Adapun bila keduanya
berada pada tempat umum, maka diperbolehkan asal tidak disertai dengan niat
yang buruk, yang akan mengarah pada perbuatan dosa. Meskipun demikian, tentunya
diperlukan kehati-hatian dalam hal ini, mengingat manusia memiliki hawa nafsu
yang akan selalu berusaha menjerumuskannya pada perbuatan yang dilarang oleh
agama.
Dari hal-hal diatas dapat
disimpulkan, bahwa bercampurnya laki-laki dan perempuan diperbolehkan bila
memenuhi syarat dan tidak membawa pada perbuatan yang diharamkan syariat.
Adapun berduaan dengan yang bukan mahram, bila sampai terjadi khalwat maka tentunya hal tersebut
diharamkan, andaipun tidak ada baiknya dihindarkan kecuali benar-benar
diharuskan.
Bagaimana dengan
banyaknya Masisir yang berduaan dengan maksud berkencan?
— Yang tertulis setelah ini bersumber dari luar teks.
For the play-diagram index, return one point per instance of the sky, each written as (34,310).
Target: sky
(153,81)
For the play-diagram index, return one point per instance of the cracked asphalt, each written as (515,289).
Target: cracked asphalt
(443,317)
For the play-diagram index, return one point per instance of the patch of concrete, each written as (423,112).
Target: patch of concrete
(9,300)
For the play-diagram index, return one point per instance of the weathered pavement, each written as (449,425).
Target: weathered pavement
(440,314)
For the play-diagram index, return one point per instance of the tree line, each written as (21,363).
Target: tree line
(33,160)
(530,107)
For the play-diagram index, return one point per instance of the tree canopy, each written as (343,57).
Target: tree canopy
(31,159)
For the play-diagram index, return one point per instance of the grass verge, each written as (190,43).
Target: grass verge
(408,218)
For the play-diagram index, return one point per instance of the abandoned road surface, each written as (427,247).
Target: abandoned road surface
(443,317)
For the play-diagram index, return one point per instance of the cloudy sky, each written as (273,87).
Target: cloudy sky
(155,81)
Hal ini tentunya
sangat membahayakan reputasi Masisir di mata Al-Azhar. Maka dalam hal ini,
diperlukan sosialisasi serta sanksi yang tegas dalam permasalahan ini.
Bagaimanapun juga, diperlukan
peran dalam setiap lapisan Masisir demi mencegah semakin menjamurnya
perilaku-perilaku yang menyimpang baik dari agama maupun norma masyarakat.
Masisir dikenal memiliki akhlak dan adab yang tidak melenceng dari norma-norma
agama, maka menjaga reputasi yang baik ini merupakan kewajiban bagi kita semua.